Helen Clark said there was nothing her Government could have done to avoid the crisis.
"Absolutely not. Indeed, the judgment of our negotiator is if we had acted precipitously in agreeing to the package, we could have been in a worse position today."
The Herald has confirmed that the Air New Zealand proposal, sent to the Government on July 12, made it clear that Ansett Australia had lost $327 million in the year to June, and its position was deteriorating.
Acting Air New Zealand chairman Jim Farmer said the Australian and New Zealand governments were aware of the level of losses at "a very early stage".
Dr Farmer defended the airline's board. He said that while it was fair to say that the amount of capital that Air New Zealand required did increase during the negotiations, the initial amount indicated by the company was not far off the mark - "certainly not a doubling or trebling, anything like that".

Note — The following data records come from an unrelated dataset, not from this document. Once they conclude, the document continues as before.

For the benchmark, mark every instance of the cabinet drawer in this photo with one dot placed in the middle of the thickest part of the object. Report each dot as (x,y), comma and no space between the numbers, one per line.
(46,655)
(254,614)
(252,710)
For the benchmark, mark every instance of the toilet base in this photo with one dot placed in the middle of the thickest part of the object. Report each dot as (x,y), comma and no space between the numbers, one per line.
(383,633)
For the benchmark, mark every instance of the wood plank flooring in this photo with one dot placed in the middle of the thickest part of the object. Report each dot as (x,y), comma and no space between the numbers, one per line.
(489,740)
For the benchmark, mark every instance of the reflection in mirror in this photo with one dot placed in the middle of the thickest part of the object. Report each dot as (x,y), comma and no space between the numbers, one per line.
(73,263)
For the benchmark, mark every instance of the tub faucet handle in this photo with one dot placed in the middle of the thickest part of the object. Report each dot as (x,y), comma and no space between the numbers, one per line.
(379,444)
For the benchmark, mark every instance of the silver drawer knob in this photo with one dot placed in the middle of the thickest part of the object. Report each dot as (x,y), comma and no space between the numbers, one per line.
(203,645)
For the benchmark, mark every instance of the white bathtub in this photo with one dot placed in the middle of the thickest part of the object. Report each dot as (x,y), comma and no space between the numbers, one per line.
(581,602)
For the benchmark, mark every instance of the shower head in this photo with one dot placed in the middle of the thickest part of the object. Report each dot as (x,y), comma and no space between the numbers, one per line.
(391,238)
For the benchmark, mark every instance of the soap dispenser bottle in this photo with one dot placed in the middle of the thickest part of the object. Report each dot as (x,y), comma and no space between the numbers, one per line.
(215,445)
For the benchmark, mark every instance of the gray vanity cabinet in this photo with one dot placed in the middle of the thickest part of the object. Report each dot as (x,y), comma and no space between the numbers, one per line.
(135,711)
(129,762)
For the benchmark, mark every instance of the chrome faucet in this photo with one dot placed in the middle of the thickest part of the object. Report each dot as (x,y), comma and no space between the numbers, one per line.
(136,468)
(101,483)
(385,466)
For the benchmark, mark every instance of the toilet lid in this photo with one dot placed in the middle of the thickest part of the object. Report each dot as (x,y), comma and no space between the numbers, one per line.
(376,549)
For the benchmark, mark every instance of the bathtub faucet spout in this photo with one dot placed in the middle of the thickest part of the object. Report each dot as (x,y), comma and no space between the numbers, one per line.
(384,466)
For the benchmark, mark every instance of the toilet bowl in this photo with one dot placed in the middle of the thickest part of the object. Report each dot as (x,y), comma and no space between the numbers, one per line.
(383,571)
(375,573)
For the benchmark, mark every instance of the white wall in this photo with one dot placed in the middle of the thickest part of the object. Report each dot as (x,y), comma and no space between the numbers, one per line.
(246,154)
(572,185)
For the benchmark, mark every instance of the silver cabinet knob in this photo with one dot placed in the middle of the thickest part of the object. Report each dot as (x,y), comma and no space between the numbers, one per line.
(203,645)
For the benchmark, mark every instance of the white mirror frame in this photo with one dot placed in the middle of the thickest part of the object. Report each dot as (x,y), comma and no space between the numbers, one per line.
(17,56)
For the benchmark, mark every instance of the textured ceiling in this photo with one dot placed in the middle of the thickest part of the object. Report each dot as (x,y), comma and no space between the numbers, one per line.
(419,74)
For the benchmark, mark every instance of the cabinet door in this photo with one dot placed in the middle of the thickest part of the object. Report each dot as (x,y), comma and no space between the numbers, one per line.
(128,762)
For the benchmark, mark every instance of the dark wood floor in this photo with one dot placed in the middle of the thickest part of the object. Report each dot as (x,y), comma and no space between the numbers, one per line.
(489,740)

"The Government was saying to us, 'We want to be absolutely sure you will not come back for more'."
Dr Farmer last night said he wanted to concentrate on Air New Zealand's major task, cementing a draft agreement with Qantas Airways by 5 pm today to sell it the $1.6 million-a-day loss-making Ansett Australia to avoid a large-scale receivership.
Negotiations over the separate bailout package for Air New Zealand - involving the Government and major shareholders Singapore Airlines and Brierley Investments - also have to be complete by 5 pm, when the board meets in Auckland.
It has to approve its own refinancing before the company's annual result is released in Auckland tomorrow.
Air New Zealand is expected to need up to $1 billion to restore its shareholders' funds after writedowns of its $1.25 billion investment in Ansett Australia.
Dr Farmer was optimistic that Qantas Airways would move quickly to indicate it was prepared to take over Ansett.
Yesterday, the Australian Government was exerting enormous pressure on Qantas to come to the party as unions accused the Government of placing their jobs in jeopardy by dithering.
The Deputy Prime Minister and Transport Minister, John Anderson, said he expected the decision would come through in time.
"Our objective is to keep Ansett flying as long as possible, to get as many options as possible given the grave situation we suddenly find ourselves in."
Dr Farmer rejected suggestions that Air New Zealand was prepared to give Qantas all its Ansett businesses for $1 and the debt.
Ansett was being sold as a "going concern".
If the Qantas deal does not go ahead, Air NZ will press the Australian Government for support.